I also think there may be a market for truly limited-edition books in the crime genre. If I could (as I can in sff titles) get a special, signed and numbered edition with gorgeous endpapers, gilded lettering, and upgraded binding, even perhaps a few illustrations, I'd love it. I think there are some books and authors that would be perfect for it--for whom I'd happily save my pennies to plunk down. I keep hoping there might emerge specialty editions like this in the crime genre for the joy of collectors, authors, bookbinders, and bibliophiles alike
2. Lance C.
I only buy hardcovers if there's no trade paperback, and then only of books I want to keep. That's mostly non-fiction; I don't keep most fiction, because I don't tend to reread novels when I'm done with them. (My local used bookstore gets a lot of new stock from me.) Since the cover is something to keep the content from getting screwed up in the rain, I surely wouldn't pay extra for a fancier cover or one designed "just for me."

I've always thought vinyl nostalgia was limited to people who didn't grow up with the hissing, popping and clicking of an LP, and don't remember what a muddy mess the sound devolved into after a few plays.
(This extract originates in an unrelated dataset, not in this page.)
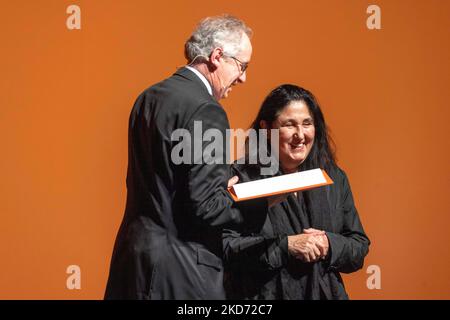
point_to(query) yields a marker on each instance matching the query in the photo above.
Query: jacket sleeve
(207, 177)
(349, 247)
(254, 251)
I did grow up with it and I do remember, and there's nothing you could tell me to make me want to put up with a turntable and LPs again.
marian moore
3. mariesdaughter
I only purchased a Kindle in the last year and one thing that I notice is that it is difficult for me to finish a book on that device. With multiple books loaded, I find myself treating it like the web, I bounce from one book to another and rarely finish anything. I can only think of one that I actually finished. On the other hand, books I do finish. It's hard to resist the physical reenforcement of just "one more chapter" left. I cna't get that from the 33% in the corner of my Kindle.

I plan to keep trying to use my new e-reader. No one else in my family appreciates physical books. I don't want to leave too much a burden on my heirs.

However, I will still buy physical books when I love them and know that there's a chance that I can get the author to sign them.